If, like me, you are lucky enough to have a great father, you could easily imagine him writing a book like Colonel Chris Hadfield’s recent bestseller, AN ASTRONAUT’S GUIDE TO LIFE ON EARTH: What Going to Space Taught Me About Ingenuity, Determination, and Being Prepared for Anything. In fact, I think the only thing stopping my dad is that he was never an astronaut. He is, however, one of those guys who, like that scene in the film Apollo 13, could take a pile of routine household items and a roll of duct tape and fix almost anything. Admittedly, living on a tree farm in a house full of dogs, his specialties are fences, gates, and pooper-scoopers, but still—he can do more when presented with interesting challenges (e.g., he once built what my mother called “The Invention,” a step-stool/ladder so I could paint the ceiling above my staircase). And like Chris Hadfield, he has a flair for telling stories that teach lessons about how to live a decent life.

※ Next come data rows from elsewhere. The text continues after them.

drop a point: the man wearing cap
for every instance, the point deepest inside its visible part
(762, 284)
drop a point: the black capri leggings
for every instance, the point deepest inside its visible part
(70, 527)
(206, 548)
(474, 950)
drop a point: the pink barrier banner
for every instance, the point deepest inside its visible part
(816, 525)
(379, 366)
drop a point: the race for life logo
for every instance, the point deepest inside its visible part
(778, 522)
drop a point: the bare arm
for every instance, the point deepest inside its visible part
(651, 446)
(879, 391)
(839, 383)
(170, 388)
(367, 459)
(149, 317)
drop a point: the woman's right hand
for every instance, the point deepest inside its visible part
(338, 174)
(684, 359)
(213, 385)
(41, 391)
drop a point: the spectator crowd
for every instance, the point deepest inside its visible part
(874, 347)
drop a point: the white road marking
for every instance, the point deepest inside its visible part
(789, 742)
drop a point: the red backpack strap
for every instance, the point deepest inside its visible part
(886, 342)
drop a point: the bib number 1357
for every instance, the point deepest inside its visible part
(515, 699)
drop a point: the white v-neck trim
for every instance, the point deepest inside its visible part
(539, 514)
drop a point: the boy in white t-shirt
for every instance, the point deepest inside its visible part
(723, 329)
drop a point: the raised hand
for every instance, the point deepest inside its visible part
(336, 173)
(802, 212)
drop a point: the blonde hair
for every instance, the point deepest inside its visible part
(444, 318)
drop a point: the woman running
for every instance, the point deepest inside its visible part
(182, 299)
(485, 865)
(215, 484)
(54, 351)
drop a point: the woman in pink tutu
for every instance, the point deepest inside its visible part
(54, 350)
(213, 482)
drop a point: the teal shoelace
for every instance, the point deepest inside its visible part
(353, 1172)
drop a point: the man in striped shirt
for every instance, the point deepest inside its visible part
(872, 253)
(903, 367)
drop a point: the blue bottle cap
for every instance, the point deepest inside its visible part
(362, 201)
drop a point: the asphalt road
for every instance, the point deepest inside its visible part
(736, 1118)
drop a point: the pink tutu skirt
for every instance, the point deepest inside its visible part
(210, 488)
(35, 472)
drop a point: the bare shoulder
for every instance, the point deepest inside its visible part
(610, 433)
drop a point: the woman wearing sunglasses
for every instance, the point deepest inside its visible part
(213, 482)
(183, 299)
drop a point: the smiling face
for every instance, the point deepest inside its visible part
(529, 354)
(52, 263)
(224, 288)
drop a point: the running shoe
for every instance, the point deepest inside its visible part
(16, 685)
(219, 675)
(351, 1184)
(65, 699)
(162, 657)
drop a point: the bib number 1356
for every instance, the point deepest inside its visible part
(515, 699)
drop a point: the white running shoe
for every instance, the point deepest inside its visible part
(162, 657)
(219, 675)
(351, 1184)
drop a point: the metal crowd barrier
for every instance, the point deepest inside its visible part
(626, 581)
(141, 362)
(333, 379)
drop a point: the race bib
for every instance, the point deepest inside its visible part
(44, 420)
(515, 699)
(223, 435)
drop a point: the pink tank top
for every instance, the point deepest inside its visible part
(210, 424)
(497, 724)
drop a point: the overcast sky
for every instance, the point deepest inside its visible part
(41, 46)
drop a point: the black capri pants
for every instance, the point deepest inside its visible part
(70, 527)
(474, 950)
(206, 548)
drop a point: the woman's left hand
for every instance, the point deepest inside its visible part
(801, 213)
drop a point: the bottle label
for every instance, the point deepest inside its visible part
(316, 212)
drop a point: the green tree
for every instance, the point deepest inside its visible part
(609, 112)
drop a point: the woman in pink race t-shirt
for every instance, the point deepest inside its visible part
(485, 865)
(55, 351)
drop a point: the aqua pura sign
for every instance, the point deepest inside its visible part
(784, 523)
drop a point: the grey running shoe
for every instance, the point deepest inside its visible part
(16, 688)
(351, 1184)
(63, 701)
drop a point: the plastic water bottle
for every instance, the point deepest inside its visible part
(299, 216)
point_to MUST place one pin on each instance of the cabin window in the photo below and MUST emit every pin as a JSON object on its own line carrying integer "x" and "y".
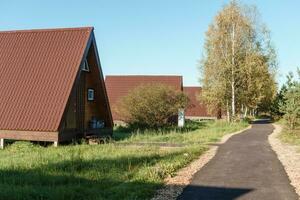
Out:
{"x": 85, "y": 66}
{"x": 91, "y": 94}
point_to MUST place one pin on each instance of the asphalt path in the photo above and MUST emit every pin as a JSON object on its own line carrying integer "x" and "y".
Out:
{"x": 245, "y": 167}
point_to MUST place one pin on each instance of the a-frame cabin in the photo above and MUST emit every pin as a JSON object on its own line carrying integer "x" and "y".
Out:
{"x": 51, "y": 86}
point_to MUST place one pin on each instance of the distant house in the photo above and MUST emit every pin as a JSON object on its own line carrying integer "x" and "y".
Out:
{"x": 119, "y": 86}
{"x": 51, "y": 85}
{"x": 196, "y": 108}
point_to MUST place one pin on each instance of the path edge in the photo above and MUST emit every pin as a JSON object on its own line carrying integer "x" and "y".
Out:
{"x": 288, "y": 156}
{"x": 174, "y": 186}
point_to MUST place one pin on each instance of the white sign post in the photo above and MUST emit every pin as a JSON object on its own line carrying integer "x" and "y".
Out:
{"x": 181, "y": 118}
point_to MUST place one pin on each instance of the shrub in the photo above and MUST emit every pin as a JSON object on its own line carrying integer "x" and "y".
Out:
{"x": 151, "y": 106}
{"x": 291, "y": 106}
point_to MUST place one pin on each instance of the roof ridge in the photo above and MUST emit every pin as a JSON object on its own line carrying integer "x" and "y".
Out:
{"x": 144, "y": 75}
{"x": 90, "y": 28}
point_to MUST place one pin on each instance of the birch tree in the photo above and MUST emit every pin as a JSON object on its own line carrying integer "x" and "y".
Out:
{"x": 238, "y": 62}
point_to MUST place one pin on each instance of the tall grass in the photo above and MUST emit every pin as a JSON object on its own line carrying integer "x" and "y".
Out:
{"x": 107, "y": 171}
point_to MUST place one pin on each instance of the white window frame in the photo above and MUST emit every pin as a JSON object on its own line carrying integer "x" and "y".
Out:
{"x": 85, "y": 67}
{"x": 91, "y": 94}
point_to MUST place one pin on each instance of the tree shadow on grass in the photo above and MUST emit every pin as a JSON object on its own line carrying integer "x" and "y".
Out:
{"x": 82, "y": 179}
{"x": 123, "y": 133}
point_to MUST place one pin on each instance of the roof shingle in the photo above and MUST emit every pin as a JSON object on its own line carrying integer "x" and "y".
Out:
{"x": 37, "y": 72}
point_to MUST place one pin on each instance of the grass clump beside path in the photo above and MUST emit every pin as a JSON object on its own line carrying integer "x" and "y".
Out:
{"x": 289, "y": 136}
{"x": 107, "y": 171}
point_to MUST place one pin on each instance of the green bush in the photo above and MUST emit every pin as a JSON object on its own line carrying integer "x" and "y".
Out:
{"x": 151, "y": 106}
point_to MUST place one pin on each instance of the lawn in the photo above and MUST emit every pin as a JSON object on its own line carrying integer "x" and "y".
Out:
{"x": 110, "y": 171}
{"x": 290, "y": 136}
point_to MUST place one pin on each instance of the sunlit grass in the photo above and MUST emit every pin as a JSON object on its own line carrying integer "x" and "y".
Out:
{"x": 109, "y": 171}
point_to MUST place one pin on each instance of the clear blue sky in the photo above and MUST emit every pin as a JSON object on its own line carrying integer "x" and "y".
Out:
{"x": 153, "y": 36}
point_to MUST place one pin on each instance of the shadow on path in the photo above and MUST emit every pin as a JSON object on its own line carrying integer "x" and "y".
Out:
{"x": 214, "y": 193}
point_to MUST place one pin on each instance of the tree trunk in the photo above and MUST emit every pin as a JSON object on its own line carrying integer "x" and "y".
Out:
{"x": 246, "y": 111}
{"x": 228, "y": 114}
{"x": 232, "y": 71}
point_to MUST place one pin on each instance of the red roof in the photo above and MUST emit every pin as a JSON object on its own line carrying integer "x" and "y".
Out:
{"x": 119, "y": 86}
{"x": 196, "y": 108}
{"x": 37, "y": 71}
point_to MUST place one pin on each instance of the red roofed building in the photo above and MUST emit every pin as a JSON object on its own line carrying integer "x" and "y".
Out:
{"x": 196, "y": 109}
{"x": 51, "y": 85}
{"x": 119, "y": 86}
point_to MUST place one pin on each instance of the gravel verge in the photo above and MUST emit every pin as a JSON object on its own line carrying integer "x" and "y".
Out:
{"x": 289, "y": 156}
{"x": 175, "y": 185}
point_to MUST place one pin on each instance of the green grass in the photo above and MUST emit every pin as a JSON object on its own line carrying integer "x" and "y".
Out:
{"x": 109, "y": 171}
{"x": 289, "y": 136}
{"x": 206, "y": 132}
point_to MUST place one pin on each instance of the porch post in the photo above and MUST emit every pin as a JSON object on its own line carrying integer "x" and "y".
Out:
{"x": 55, "y": 143}
{"x": 1, "y": 143}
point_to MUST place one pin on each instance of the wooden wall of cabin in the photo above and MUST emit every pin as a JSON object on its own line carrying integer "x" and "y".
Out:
{"x": 98, "y": 107}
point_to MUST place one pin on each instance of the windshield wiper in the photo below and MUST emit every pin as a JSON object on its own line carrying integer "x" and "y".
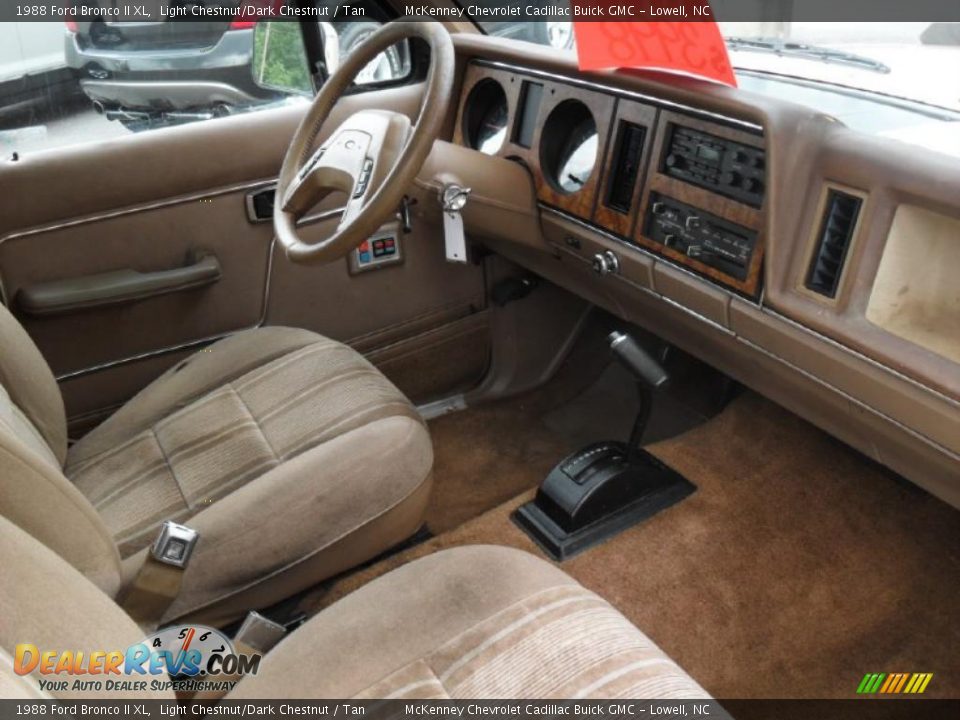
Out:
{"x": 786, "y": 48}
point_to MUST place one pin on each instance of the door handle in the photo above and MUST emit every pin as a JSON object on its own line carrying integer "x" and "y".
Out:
{"x": 115, "y": 287}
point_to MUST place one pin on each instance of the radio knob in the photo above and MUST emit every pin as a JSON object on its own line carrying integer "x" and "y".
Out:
{"x": 605, "y": 263}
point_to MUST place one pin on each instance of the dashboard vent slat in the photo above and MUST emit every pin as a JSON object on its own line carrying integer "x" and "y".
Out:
{"x": 833, "y": 241}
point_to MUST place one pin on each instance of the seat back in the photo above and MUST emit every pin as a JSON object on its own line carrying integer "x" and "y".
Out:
{"x": 47, "y": 603}
{"x": 34, "y": 493}
{"x": 31, "y": 386}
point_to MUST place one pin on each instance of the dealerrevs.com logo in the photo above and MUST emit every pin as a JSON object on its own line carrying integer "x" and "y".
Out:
{"x": 184, "y": 657}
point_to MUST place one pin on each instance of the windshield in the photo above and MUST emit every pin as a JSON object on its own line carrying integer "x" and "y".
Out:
{"x": 915, "y": 62}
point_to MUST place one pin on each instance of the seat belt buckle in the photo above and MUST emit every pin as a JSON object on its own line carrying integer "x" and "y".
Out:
{"x": 174, "y": 544}
{"x": 259, "y": 633}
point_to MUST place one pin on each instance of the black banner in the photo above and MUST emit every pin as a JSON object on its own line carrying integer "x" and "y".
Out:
{"x": 488, "y": 10}
{"x": 859, "y": 709}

Hadfield’s memoir provides one added dimension that makes it a worthwhile read: it answers many questions about what it’s like to be an astronaut—not just the “during” of space flight, but also the “before” in which they practice countless simulations to anticipate and solve problems before they occur. Or as he calls it, “What’s the next thing that could kill you?”
Hadfield also offers some insights into the importance of the space program and how it has progressed over time. Sometimes, in our day-to-day lives, we forget that things are happening up there.
All in all, it’s a pretty cool read, and I think my dad will like it.